今すぐやることは3つです。自宅のハザードを確認する。家庭内マップを手書きで作る。家族で「津波なら高台、停電だけなら在宅確認、連絡不能なら第3集合場所」と声に出して共有する。
迷ったときの基準は、「その場所に残る危険」と「移動する危険」のどちらが大きいかです。津波や火災が近いなら移動を優先します。自宅が安全で備蓄があるなら在宅避難も選択肢です。持病、乳幼児、高齢者、障がい、ペットが関わる場合は、一般論より個別事情を優先し、自治体や専門窓口、管理組合の情報も確認してください。

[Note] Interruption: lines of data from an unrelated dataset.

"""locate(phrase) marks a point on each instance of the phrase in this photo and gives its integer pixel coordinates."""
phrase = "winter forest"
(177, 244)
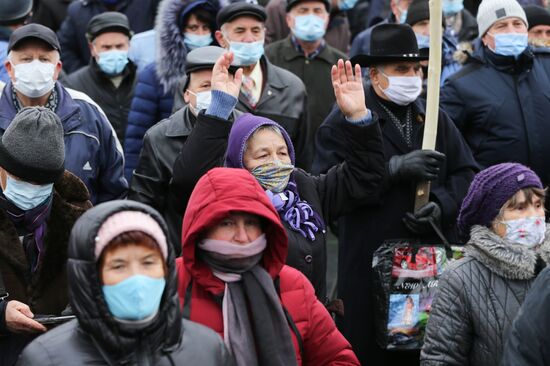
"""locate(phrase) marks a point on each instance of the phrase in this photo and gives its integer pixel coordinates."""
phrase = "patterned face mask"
(528, 231)
(273, 176)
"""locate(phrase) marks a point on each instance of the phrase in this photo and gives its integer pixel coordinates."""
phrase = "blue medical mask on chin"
(308, 28)
(113, 62)
(510, 44)
(527, 231)
(202, 101)
(193, 41)
(136, 298)
(25, 195)
(422, 40)
(247, 53)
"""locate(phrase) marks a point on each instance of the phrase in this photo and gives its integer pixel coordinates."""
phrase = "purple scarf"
(31, 225)
(297, 213)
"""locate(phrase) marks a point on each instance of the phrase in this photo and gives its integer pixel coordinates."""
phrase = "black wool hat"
(37, 31)
(536, 15)
(235, 10)
(110, 21)
(32, 147)
(291, 3)
(391, 43)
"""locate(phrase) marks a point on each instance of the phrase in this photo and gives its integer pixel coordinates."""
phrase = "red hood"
(217, 193)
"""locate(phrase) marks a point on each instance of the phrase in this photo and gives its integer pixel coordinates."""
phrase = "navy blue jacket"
(149, 106)
(72, 34)
(502, 108)
(92, 151)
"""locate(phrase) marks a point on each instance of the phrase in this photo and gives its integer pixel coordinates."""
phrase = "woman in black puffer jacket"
(105, 269)
(480, 295)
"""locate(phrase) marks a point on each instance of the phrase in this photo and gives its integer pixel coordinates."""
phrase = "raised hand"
(222, 80)
(348, 88)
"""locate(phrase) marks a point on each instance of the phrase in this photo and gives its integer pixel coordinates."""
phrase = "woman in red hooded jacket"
(233, 278)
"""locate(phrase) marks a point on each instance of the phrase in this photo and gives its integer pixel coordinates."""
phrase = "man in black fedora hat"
(393, 97)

南海トラフ対策は、恐怖を増やすためのものではありません。家族が迷わず動き、無理をせず、必要なところで公式情報や地域の支援に頼れるようにするためのものです。紙1枚の家庭内マップから始めれば、備えは今日から現実になります。
まとめ
南海トラフ想定エリアの家庭防災では、非常袋を買うだけでなく、家族がどう動くかを決めることが重要です。家庭内マップに、危険箇所、出口、遮断ポイント、備蓄、集合場所、連絡方法をまとめると、災害時の判断がそろいやすくなります。
備蓄は最低3日分を土台にし、南海トラフのような広域災害では1週間程度を目標に増やすと安心です。ただし、買いすぎて管理できない備蓄より、普段使いしながら補充するローリングストックのほうが続きます。
海沿いなら高台避難、内陸なら在宅避難の継続、マンションなら水・トイレ・階段対策など、家庭ごとに優先順位は変わります。まずは自宅周辺のハザードを確認し、家族で同じ紙を見ながら話し合うことから始めましょう。